Electric toothbrushes can make it easier to do a better job, especially if you have arthritis or other trouble with your hands, arms, or shoulders.
2. Give It Time
Are you brushing enough? Twice a day is recommended, but Sesemann says three times a day is best.
It should take at least 2 minutes each time. He says most of us fall short. He also suggests you divide your mouth into four sections and spend 30 seconds on each. To make the time go faster, Sesemann says he watches TV while he brushes.
Some electric toothbrushes have built-in timers and can track how you’re using it by syncing to your smartphone.
3. Don’t Overdo It
Brushing more than three times a day might not be ideal, Sesemann says. That’s because too much can wear down your teeth’s outer shell, called enamel, and damage your gums.
Also, “don’t bear down too hard,” he says. “Use a lighter touch.”
If you use an electric brush, “you let the bristles do the work and just guide the toothbrush,” Price says.
Be gentle. It doesn’t take a lot of force to remove plaque, he says.
4. Perfect Your Technique
Is your way the right way? Wide, side-to-side strokes can scrape your gum line, Sesemann says. Hold your brush at a 45-degree angle to your gums, and make an up-and-down motion. Use short strokes.
Brush outer and inner tooth surfaces, back molars, and your tongue.
“Don’t forget about those hard-to-reach areas,” Sesemann says. If you aren’t thorough, plaque has time to sit in your mouth and cause damage.
5. Switch Things Up
Do you always begin in the same place? Dentists say most of us do.
“Start in a different place so that you don’t get lazy,” Price says. By the time you get to the last area of your mouth, you may be bored. Stay aware of what you’re doing.
“Keep track of where you are going and where you have been. Make it to all the surfaces,” Sesemann says.
6. Pick Products Wisely
The kind of toothpaste you use matters, Sesemann says. The ones that brighten or control tartar can be harsh. “An increase in whitening particles can be harmful and sand away tooth structure.”
Go back to plain old fluoride toothpaste, he says. If you want to lighten your smile, you can always switch between whitening toothpaste and regular.
7. Control Your Sour Tooth
Energy drinks, diet sodas, and sour candies — even healthy things like apple juice, orange juice, and coffee — have acid that can soften tooth enamel, Sesemann says.
If you do go for that stuff, wait half an hour before you brush.

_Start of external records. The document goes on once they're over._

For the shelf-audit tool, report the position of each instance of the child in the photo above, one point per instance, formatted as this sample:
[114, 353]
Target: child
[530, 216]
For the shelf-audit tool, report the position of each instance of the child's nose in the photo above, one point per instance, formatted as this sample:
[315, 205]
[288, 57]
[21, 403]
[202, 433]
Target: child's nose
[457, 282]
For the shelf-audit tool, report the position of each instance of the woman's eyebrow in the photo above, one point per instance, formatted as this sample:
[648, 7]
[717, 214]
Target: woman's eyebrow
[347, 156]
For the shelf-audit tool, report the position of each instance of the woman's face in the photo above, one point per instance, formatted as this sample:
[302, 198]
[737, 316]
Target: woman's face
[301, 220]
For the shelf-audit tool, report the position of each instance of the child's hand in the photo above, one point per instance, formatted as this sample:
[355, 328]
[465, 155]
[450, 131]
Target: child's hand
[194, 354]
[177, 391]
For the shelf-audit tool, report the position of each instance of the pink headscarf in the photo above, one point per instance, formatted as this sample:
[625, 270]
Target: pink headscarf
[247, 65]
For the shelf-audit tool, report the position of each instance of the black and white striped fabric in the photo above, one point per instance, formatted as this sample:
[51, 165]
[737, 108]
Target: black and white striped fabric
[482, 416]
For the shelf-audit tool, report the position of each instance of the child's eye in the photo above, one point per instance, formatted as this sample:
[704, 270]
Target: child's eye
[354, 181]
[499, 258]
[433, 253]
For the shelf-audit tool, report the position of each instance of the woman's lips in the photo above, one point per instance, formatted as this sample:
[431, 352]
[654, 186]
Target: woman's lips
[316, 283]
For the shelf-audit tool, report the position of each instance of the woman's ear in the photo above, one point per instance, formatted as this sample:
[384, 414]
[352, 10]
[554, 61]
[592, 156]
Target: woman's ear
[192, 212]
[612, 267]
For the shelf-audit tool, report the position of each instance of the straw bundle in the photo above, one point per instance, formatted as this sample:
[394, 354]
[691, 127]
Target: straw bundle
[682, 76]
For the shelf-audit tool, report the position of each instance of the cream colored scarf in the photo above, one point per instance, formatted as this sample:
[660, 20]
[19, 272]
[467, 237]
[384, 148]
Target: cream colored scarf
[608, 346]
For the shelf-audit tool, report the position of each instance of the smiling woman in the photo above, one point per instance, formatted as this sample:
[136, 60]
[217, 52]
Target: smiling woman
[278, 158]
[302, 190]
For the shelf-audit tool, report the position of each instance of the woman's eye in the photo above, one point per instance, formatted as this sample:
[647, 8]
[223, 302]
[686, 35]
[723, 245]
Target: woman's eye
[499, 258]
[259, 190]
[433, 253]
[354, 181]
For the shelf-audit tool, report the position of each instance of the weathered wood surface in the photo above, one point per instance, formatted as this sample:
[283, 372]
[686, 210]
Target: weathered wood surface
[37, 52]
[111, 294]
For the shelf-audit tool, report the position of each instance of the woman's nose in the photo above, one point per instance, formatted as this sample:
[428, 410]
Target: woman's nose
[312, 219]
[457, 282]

That gives your saliva time to restore tooth enamel.
“The mechanical action of brushing softened teeth is the perfect recipe for wearing away enamel,” Sesemann says.
8. Avoid ‘Potty Mouth’
Most of us store our brushes in the bathroom — not the cleanest place in the house.

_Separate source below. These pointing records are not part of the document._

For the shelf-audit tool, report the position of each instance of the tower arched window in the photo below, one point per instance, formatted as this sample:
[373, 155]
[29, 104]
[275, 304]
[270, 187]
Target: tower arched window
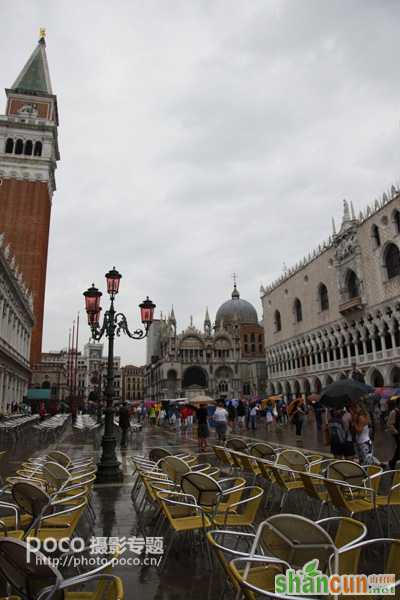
[28, 148]
[392, 261]
[298, 311]
[38, 149]
[323, 297]
[396, 220]
[19, 147]
[9, 146]
[353, 285]
[376, 236]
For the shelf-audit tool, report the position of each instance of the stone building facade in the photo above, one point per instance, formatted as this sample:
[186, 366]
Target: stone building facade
[132, 381]
[16, 323]
[226, 360]
[28, 159]
[339, 306]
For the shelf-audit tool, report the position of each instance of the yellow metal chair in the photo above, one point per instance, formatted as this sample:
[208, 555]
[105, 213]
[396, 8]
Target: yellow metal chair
[241, 514]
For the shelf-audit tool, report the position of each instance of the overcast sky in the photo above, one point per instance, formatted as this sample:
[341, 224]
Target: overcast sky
[203, 137]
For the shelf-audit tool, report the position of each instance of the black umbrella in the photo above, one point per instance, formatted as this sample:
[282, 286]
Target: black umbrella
[340, 393]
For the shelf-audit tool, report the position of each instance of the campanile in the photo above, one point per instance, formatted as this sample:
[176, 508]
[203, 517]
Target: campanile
[28, 159]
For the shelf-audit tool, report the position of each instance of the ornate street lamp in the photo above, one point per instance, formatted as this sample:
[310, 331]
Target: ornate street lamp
[108, 469]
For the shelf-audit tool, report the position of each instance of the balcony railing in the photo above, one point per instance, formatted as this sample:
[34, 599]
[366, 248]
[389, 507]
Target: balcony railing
[350, 305]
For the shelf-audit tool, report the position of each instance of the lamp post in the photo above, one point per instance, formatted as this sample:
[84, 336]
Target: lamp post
[108, 469]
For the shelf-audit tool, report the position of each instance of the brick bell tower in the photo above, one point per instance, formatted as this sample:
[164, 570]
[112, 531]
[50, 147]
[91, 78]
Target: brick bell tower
[28, 159]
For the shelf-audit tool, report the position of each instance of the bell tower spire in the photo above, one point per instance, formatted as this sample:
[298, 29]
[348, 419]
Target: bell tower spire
[28, 160]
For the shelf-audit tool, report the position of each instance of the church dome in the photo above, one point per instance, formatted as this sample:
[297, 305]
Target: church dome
[238, 310]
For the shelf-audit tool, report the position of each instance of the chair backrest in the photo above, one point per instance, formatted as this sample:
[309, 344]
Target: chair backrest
[157, 454]
[30, 498]
[294, 459]
[222, 455]
[56, 474]
[27, 578]
[294, 539]
[202, 487]
[174, 467]
[59, 457]
[236, 444]
[262, 450]
[347, 471]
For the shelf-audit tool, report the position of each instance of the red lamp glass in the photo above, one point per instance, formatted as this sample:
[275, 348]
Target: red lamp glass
[147, 311]
[92, 300]
[113, 279]
[93, 318]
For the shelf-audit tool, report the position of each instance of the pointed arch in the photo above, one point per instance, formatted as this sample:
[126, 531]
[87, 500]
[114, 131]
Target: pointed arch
[298, 310]
[323, 297]
[391, 260]
[9, 149]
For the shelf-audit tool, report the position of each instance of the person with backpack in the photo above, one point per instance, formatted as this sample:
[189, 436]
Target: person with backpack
[393, 424]
[337, 434]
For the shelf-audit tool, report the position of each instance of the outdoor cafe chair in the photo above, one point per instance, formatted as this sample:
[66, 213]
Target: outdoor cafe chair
[236, 443]
[293, 539]
[241, 514]
[226, 545]
[386, 484]
[176, 468]
[263, 450]
[39, 580]
[353, 499]
[210, 494]
[223, 456]
[184, 515]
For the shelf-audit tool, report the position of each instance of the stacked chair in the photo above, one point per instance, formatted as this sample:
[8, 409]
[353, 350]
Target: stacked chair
[49, 497]
[358, 501]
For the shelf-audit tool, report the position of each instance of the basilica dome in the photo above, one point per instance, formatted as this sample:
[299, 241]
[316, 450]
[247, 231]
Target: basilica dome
[238, 310]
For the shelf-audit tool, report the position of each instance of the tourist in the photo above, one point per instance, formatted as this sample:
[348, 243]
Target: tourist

To keep yours tidy, stand it up in a holder. If you leave it on the counter, you could expose it to germs from your toilet or sink. And don’t let two brushes touch if they’re stored together.

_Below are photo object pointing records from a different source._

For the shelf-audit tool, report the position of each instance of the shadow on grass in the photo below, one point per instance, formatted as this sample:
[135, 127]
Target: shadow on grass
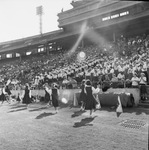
[19, 106]
[135, 110]
[44, 115]
[17, 110]
[84, 122]
[77, 113]
[38, 109]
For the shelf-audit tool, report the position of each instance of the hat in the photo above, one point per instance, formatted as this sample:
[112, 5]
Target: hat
[142, 73]
[88, 82]
[55, 85]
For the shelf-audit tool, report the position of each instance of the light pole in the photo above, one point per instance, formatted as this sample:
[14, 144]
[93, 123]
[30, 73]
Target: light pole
[39, 12]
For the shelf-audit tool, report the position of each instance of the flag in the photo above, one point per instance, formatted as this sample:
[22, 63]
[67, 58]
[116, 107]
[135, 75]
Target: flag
[119, 108]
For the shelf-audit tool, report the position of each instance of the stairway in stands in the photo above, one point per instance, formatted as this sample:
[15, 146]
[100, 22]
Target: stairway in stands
[144, 103]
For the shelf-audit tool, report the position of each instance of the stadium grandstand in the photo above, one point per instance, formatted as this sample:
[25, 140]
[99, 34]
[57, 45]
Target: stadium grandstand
[112, 35]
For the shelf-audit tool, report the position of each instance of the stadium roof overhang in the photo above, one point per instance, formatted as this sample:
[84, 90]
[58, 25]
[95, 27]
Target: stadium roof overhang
[139, 21]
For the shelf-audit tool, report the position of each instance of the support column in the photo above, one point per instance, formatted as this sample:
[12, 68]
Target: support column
[114, 36]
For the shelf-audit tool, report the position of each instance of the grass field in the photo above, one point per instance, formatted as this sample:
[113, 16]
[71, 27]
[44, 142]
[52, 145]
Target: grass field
[39, 128]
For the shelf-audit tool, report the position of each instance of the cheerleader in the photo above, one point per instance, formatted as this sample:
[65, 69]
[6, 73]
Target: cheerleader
[27, 96]
[90, 100]
[55, 96]
[8, 91]
[143, 83]
[4, 95]
[47, 95]
[82, 98]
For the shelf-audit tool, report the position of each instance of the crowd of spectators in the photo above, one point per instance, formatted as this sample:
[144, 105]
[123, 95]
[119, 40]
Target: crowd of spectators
[117, 66]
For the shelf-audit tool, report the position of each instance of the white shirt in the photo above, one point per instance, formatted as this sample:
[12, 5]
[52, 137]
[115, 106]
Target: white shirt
[135, 81]
[143, 80]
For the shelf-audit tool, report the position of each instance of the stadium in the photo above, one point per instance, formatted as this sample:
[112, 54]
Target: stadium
[102, 46]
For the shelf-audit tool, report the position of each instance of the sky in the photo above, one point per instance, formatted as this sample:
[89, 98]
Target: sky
[19, 19]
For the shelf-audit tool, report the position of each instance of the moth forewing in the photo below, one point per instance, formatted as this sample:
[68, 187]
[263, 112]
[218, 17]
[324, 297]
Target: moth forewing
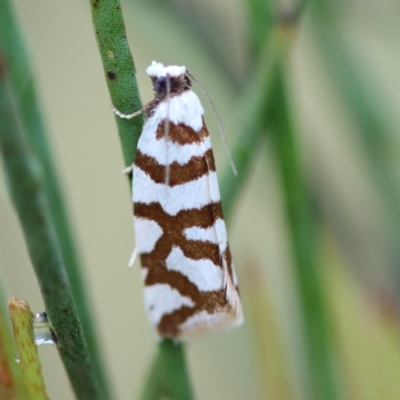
[191, 287]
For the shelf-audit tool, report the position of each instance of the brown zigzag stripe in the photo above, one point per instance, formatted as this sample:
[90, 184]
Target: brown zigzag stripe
[181, 133]
[212, 302]
[178, 174]
[173, 233]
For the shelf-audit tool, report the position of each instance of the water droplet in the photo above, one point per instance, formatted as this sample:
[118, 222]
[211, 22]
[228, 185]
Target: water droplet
[42, 330]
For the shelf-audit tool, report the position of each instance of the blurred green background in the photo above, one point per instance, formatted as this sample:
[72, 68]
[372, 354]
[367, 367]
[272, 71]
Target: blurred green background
[342, 75]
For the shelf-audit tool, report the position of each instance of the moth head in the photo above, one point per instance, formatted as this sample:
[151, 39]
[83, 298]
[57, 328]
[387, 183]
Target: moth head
[176, 75]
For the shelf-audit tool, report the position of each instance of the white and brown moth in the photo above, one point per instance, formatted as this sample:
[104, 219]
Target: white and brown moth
[191, 287]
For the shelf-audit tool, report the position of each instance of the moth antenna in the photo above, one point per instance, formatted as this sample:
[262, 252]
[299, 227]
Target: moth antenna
[166, 128]
[221, 130]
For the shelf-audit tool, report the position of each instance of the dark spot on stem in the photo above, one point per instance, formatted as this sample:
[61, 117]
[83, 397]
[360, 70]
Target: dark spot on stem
[111, 75]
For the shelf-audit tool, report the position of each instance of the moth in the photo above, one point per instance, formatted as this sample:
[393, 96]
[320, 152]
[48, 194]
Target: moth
[191, 288]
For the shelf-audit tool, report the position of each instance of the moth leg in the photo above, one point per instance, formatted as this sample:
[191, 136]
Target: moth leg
[127, 116]
[127, 170]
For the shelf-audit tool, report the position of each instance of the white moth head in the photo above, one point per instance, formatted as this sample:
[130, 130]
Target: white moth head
[173, 77]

Let yours air dry — a moist brush is more likely to grow bacteria. Use a cover that lets air in when you travel.
9. Let It Go
How old is your brush? You should get a new one every 3 or 4 months.
Also, give it the eye test. “Once the bristles lose their normal flexibility and start to break apart, change your toothbrush,” Price says.
Frayed or broken bristles won’t clean as well.
If you can’t decide which toothbrush to buy, ask your dentist which kind is best.